May 04, 2005
The coming religious wars?
I like Harper's Magazine. Each monthly issue has at least one long article that provides the kind of depth and context to important current issues that are so hard to find in the media, and which makes me glad that I have a subscription.
The May 2005 issue has two articles on the activities of the religious right that are well worth reading. Jeff Sharlett writes about the New Life Church, which he describes as "America's most powerful megachurch" and has 11,000 members. He points out that slowly, over time, the town of Colorado Springs, where this church is, has become the capital of what he calls 'Christian conservatives.'
But the more disturbing article is that by Chris Hedges, former foreign correspondent for the New York Times and author of the book War is the Force That Gives Us Meaning, who writes about attending the annual convention of the National Religious Broadcasters association, which was held in Orange County, California which he says "along with Colorado Springs, is a center of the new militant Christianity." And his essay "Feeling the hate with the National Religious Broadcasters" describes some disturbing trends in the way that these groups view the role of Christianity in America and the world.
Hedges traces the evolution of the militant version of Christianity that is becoming the dogma of the many separate groups that are coming together under a common doctrinal framework. He says:
What the disparate sects of this movement, known as Dominionism, share is an obsession with political power. A decades-long refusal to engage in politics at all following the Scopes trial has been replaced by a call for Christian "Dominion" over the nation and, eventually, over the earth itself. Dominionists preach that Jesus has called them to build the kingdom of God in the here and now, whereas previously it was thought that we would have to wait for it. America becomes, in this militant Biblicism, an agent of God, and all political and intellectual opponents of America's Christian leaders are viewed, quite simply, as agents of Satan. Under Christian dominion, America will no longer be a sinful and fallen nation but one in which the Ten Commandments form the basis of our legal system, Creationism and "Christian values" form the basis of our educational system, and the media and the government proclaim the Good News to one and all. Aside from its proselytizing mandate, the federal government will be reduced to the protection of property rights and "homeland security." Some Dominionists (not all of whom accept the label, at least not publicly) would further require all citizens to pay "tithes" to church organizations empowered by the government to run our social-welfare agencies, and a number of influential figures advocate the death penalty for a host of "moral crimes," including apostasy, blasphemy, sodomy, and witchcraft. The only legitimate voices in this state will be Christian. All others will be silenced.

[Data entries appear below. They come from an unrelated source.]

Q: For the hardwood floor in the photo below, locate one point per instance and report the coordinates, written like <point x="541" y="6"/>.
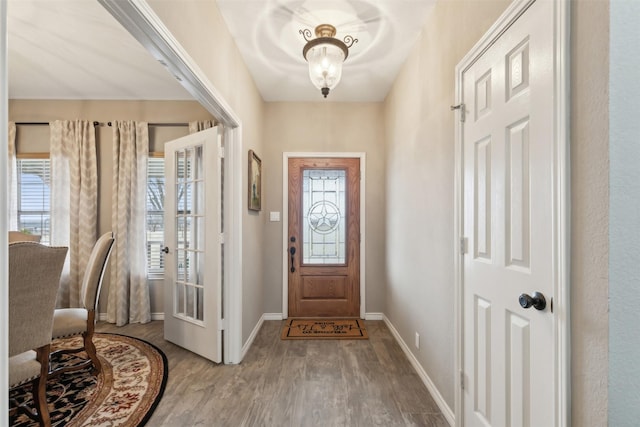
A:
<point x="292" y="383"/>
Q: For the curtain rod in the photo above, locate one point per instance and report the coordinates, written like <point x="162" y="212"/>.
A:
<point x="101" y="124"/>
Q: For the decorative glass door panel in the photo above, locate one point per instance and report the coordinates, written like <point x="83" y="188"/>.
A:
<point x="324" y="237"/>
<point x="193" y="236"/>
<point x="189" y="216"/>
<point x="324" y="202"/>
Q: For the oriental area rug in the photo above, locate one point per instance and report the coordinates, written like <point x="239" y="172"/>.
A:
<point x="125" y="393"/>
<point x="303" y="329"/>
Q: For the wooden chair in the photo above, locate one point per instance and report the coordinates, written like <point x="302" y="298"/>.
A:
<point x="34" y="279"/>
<point x="68" y="322"/>
<point x="19" y="236"/>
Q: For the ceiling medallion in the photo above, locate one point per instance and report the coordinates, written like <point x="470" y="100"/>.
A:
<point x="325" y="55"/>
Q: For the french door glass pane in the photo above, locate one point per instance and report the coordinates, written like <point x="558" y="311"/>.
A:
<point x="189" y="234"/>
<point x="324" y="216"/>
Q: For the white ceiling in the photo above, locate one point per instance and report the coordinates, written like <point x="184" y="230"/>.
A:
<point x="74" y="49"/>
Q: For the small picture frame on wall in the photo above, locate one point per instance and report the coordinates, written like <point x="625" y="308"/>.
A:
<point x="255" y="182"/>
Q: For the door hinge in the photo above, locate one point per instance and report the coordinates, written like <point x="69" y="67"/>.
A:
<point x="463" y="245"/>
<point x="462" y="111"/>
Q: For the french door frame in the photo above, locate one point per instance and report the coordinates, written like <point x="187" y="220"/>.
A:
<point x="285" y="224"/>
<point x="562" y="228"/>
<point x="137" y="17"/>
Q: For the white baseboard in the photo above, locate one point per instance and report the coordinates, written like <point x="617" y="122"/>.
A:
<point x="446" y="410"/>
<point x="374" y="316"/>
<point x="252" y="337"/>
<point x="272" y="316"/>
<point x="279" y="316"/>
<point x="154" y="316"/>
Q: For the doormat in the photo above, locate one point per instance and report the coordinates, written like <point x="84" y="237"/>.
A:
<point x="327" y="329"/>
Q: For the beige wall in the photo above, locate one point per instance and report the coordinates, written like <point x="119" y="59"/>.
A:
<point x="590" y="210"/>
<point x="420" y="158"/>
<point x="324" y="127"/>
<point x="36" y="139"/>
<point x="198" y="26"/>
<point x="420" y="144"/>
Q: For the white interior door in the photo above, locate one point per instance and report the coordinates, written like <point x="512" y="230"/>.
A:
<point x="510" y="220"/>
<point x="193" y="266"/>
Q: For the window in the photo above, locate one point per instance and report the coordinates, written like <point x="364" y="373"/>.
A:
<point x="34" y="189"/>
<point x="155" y="217"/>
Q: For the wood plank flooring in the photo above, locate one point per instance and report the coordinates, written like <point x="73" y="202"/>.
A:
<point x="292" y="383"/>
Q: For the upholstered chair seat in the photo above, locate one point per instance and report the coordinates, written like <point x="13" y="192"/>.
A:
<point x="68" y="322"/>
<point x="34" y="279"/>
<point x="24" y="368"/>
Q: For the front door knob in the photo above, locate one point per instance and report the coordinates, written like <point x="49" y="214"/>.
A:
<point x="535" y="300"/>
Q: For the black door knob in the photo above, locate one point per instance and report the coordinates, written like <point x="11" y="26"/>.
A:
<point x="535" y="300"/>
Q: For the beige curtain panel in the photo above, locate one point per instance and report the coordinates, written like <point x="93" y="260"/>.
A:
<point x="129" y="291"/>
<point x="74" y="200"/>
<point x="13" y="179"/>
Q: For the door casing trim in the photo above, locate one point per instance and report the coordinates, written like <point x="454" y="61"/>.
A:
<point x="285" y="223"/>
<point x="561" y="200"/>
<point x="139" y="19"/>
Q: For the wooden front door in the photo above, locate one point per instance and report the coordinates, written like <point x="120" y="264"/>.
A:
<point x="324" y="237"/>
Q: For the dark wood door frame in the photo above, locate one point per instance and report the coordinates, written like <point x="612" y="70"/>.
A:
<point x="285" y="222"/>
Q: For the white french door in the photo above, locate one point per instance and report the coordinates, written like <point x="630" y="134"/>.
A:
<point x="512" y="222"/>
<point x="193" y="239"/>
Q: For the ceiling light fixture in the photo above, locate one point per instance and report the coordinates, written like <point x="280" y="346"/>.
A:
<point x="325" y="55"/>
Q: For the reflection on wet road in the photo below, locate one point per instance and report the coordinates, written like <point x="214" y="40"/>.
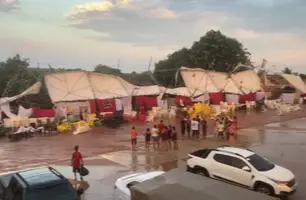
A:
<point x="109" y="156"/>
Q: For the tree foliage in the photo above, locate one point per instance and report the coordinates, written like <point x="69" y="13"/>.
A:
<point x="214" y="51"/>
<point x="144" y="78"/>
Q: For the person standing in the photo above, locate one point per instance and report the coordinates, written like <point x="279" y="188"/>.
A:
<point x="204" y="127"/>
<point x="77" y="162"/>
<point x="148" y="138"/>
<point x="155" y="137"/>
<point x="169" y="136"/>
<point x="188" y="127"/>
<point x="174" y="138"/>
<point x="194" y="128"/>
<point x="133" y="134"/>
<point x="183" y="126"/>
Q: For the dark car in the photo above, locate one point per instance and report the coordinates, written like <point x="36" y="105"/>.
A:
<point x="37" y="184"/>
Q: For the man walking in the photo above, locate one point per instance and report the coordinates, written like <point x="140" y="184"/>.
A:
<point x="77" y="162"/>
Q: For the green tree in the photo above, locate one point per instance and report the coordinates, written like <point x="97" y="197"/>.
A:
<point x="287" y="70"/>
<point x="104" y="69"/>
<point x="144" y="78"/>
<point x="213" y="51"/>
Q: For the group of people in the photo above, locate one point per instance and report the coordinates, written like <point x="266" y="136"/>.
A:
<point x="193" y="127"/>
<point x="226" y="126"/>
<point x="159" y="136"/>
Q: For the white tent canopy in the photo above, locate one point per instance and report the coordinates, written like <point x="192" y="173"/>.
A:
<point x="81" y="85"/>
<point x="247" y="81"/>
<point x="147" y="90"/>
<point x="208" y="81"/>
<point x="183" y="91"/>
<point x="197" y="80"/>
<point x="34" y="89"/>
<point x="296" y="82"/>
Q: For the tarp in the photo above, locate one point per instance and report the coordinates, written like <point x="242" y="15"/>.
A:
<point x="197" y="79"/>
<point x="34" y="89"/>
<point x="147" y="90"/>
<point x="224" y="83"/>
<point x="296" y="82"/>
<point x="82" y="85"/>
<point x="247" y="81"/>
<point x="177" y="184"/>
<point x="208" y="81"/>
<point x="183" y="91"/>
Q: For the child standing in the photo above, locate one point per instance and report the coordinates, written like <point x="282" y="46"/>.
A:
<point x="169" y="135"/>
<point x="174" y="138"/>
<point x="148" y="138"/>
<point x="133" y="134"/>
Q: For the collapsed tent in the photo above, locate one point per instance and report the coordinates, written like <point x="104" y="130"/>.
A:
<point x="81" y="85"/>
<point x="248" y="81"/>
<point x="197" y="80"/>
<point x="177" y="184"/>
<point x="296" y="82"/>
<point x="34" y="89"/>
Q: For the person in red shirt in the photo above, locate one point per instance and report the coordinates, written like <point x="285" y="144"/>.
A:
<point x="161" y="127"/>
<point x="77" y="162"/>
<point x="133" y="138"/>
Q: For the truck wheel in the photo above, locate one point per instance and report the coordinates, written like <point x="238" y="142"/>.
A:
<point x="265" y="189"/>
<point x="202" y="171"/>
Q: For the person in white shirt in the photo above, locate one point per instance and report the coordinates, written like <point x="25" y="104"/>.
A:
<point x="155" y="137"/>
<point x="194" y="128"/>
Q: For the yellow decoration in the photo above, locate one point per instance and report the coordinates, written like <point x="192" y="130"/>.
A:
<point x="200" y="109"/>
<point x="64" y="127"/>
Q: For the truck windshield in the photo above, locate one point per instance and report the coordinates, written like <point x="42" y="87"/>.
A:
<point x="62" y="191"/>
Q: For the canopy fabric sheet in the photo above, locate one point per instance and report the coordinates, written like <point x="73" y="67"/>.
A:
<point x="247" y="81"/>
<point x="198" y="80"/>
<point x="147" y="90"/>
<point x="296" y="82"/>
<point x="177" y="184"/>
<point x="22" y="112"/>
<point x="224" y="83"/>
<point x="183" y="91"/>
<point x="34" y="89"/>
<point x="81" y="85"/>
<point x="208" y="81"/>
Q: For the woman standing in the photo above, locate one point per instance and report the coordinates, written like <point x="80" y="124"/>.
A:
<point x="147" y="138"/>
<point x="155" y="137"/>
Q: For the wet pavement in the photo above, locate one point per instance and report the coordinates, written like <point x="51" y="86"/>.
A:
<point x="109" y="156"/>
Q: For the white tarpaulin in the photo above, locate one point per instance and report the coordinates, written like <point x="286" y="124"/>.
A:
<point x="80" y="85"/>
<point x="183" y="91"/>
<point x="296" y="82"/>
<point x="197" y="80"/>
<point x="147" y="90"/>
<point x="22" y="112"/>
<point x="7" y="110"/>
<point x="223" y="82"/>
<point x="234" y="98"/>
<point x="34" y="89"/>
<point x="247" y="81"/>
<point x="288" y="98"/>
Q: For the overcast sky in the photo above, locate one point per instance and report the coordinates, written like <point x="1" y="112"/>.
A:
<point x="83" y="33"/>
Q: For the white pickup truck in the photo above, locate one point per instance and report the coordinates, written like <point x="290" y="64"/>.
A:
<point x="244" y="168"/>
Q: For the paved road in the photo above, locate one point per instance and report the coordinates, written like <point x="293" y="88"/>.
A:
<point x="284" y="144"/>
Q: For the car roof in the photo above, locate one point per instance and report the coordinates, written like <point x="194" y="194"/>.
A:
<point x="122" y="182"/>
<point x="235" y="150"/>
<point x="42" y="177"/>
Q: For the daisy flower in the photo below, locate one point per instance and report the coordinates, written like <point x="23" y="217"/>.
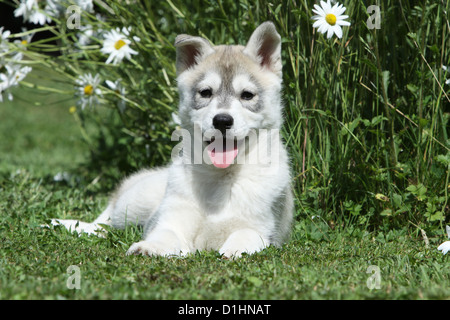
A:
<point x="445" y="247"/>
<point x="118" y="88"/>
<point x="330" y="19"/>
<point x="30" y="11"/>
<point x="4" y="43"/>
<point x="117" y="45"/>
<point x="87" y="90"/>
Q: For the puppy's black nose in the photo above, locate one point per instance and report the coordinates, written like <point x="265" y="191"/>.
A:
<point x="222" y="122"/>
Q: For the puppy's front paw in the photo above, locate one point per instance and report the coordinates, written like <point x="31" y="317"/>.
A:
<point x="147" y="248"/>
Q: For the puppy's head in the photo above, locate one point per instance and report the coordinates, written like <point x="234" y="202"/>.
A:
<point x="228" y="91"/>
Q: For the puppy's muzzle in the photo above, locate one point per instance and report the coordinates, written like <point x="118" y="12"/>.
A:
<point x="223" y="122"/>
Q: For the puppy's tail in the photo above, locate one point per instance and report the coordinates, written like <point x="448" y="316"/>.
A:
<point x="80" y="227"/>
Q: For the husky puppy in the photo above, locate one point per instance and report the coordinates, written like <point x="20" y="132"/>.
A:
<point x="228" y="189"/>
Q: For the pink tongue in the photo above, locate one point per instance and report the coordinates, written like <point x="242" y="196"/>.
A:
<point x="221" y="158"/>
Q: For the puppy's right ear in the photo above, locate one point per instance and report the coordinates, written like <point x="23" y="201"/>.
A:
<point x="190" y="51"/>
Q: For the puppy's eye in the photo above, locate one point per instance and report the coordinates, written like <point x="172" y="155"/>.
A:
<point x="247" y="95"/>
<point x="205" y="93"/>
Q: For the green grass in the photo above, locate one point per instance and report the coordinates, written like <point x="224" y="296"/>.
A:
<point x="367" y="129"/>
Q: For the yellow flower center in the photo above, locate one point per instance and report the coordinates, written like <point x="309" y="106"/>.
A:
<point x="88" y="90"/>
<point x="331" y="19"/>
<point x="119" y="44"/>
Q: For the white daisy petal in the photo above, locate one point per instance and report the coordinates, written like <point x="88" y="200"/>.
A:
<point x="338" y="31"/>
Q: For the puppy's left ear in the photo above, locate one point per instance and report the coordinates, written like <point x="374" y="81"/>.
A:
<point x="265" y="46"/>
<point x="190" y="51"/>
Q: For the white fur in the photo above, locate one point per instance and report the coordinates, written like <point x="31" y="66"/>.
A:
<point x="187" y="207"/>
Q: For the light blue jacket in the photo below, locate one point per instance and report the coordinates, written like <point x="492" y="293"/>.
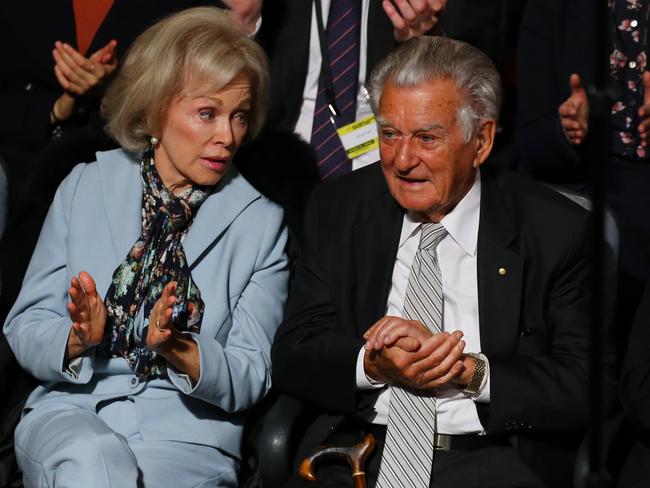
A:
<point x="92" y="224"/>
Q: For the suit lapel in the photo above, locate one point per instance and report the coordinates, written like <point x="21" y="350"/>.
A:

I have seen a number of articles recently documenting the seeming rise of this kind of thinking, and it raises the troubling question of how one should respond.
On its surface the movement seems so reactionary, with a Taliban-like fixation with enforcing religious orthodoxy on each and every person, that one is tempted to dismiss it as a group that is unlikely to actually gain governmental power because most people will be alarmed by their extremism.
But both Hedges and Sharlett warn that this may be too sanguine a view. There are indications that such groups already have considerable influence in government (both in the White House and the Congress) and we should not easily assume that they have already peaked in their numbers and will eventually become a fringe movement again.
Such groups represent a real threat to the kind of pluralistic, live-and-let-live democratic ideal that I (at least) subscribe to, where the chief role for the state is to provide the conditions for its citizens that they may have life, liberty, and be able to pursue happiness. In my worldview, as long as people are not harming others, their actions have the presumption of acceptability. I feel that it is none of my (or the government's) business what people believe or what activities freely consenting adults engage in.
So in one sense, I have no problems with the "Dominionists" (as described by Hedges) believing whatever they want. If their members join up voluntarily and are willing to give tithes to their own religious groups and to refrain from "apostasy, blasphemy, sodomy, and witchcraft," that is ok by me. But the question is what should be done if they seek to attempt to enforce their beliefs on everyone else, by using governmental power.
In future postings, I will explore some of these issues in more detail.